Alistair Hay, um dos autores do livro verdadeiramente primoroso Huanduj: Brugmansia, afirma que “o povo inca era relativamente recém-chegado ao cenário peruano, trazendo diversos grupos indígenas sob seu domínio, e eles chegaram tarde em sua história para abraçar as plantas sagradas que há muito tempo eram parte central das culturas religiosas daqueles que conquistaram: as brugmansias alucinógenas estavam entre as mais importantes para eles”.
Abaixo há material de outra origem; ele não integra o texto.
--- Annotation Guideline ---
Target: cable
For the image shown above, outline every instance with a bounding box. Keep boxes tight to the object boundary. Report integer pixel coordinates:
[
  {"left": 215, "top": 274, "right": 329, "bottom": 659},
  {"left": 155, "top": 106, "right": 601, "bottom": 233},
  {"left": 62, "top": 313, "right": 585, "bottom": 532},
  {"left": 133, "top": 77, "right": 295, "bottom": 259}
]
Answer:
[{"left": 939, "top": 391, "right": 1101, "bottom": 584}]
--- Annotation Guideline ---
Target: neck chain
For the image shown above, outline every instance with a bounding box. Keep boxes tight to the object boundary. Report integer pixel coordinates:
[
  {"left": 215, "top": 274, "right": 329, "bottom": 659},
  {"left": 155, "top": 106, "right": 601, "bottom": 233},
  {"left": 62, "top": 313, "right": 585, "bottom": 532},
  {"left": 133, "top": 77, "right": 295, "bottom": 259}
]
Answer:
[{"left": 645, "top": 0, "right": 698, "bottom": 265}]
Ele continua dizendo que as brugmansias “são, sem dúvida, o enteógeno de elite da América do Sul, geralmente reservado para o máximo em treinamento xamânico, os casos mais difíceis de adivinhação e cura, para os guerreiros mais ferozes e os xamãs mais corajosos e habilidosos”.

Confirmando essa ideia, o antropólogo Glenn H. Shepard Jr. afirma que, de acordo com o que observou na Amazônia peruana, “uma dose maior e indutora de visão da infusão de Brugmansia pode ser administrada oralmente como último recurso para tratar pessoas com doenças incuráveis, bruxaria ou acidentes graves. Essa preparação é considerada a mais intoxicante (kepigari) e a mais forte de todas as medicinas... A brugmansia é a cirurgia de coração aberto dos Matsigenka – um recurso final para a mais alta autoridade médica, reservado apenas para os casos mais drásticos”.

Em um artigo de Arteaga de García, da publicação acadêmica especializada Revista Colombiana de Ciencias Químico-Farmaceúticas, sobre as Brugmansias como uma espécie promissora para a produção de alcaloides de tropano, especialmente escopolamina e atropina, que são usados em medicamentos anticolinérgicos para tratar o distúrbio pulmonar obstrutivo crônico e a bexiga hiperativa, bem como para aliviar a náusea associada ao enjoo e aos tratamentos de quimioterapia, as folhas e flores da Brugmansia sanguinea apresentaram concentrações especialmente altas desses compostos. A pesquisa atual no Brasil, liderada por Sandro Pinheiro da Costa, adota uma perspectiva global sobre os usos terapêuticos da Brugmansia suaveolens, citando por país onde as preparações feitas com diferentes partes da planta são usadas para tratar asma e problemas brônquicos, distúrbios gástricos, infecções, feridas, úlceras, dores reumáticas e infecções vaginais.  Há também uma seção dedicada à toxicidade relacionada às Brugmansias na forma de alucinações, histeria e outros sintomas anticolinérgicos. Inclui-se aqui uma breve análise dos óleos essenciais das flores da Brugmansia suaveolens que variam à medida que as flores amadurecem e mudam de cor de amarelo para branco e rosa em um período de 24 horas.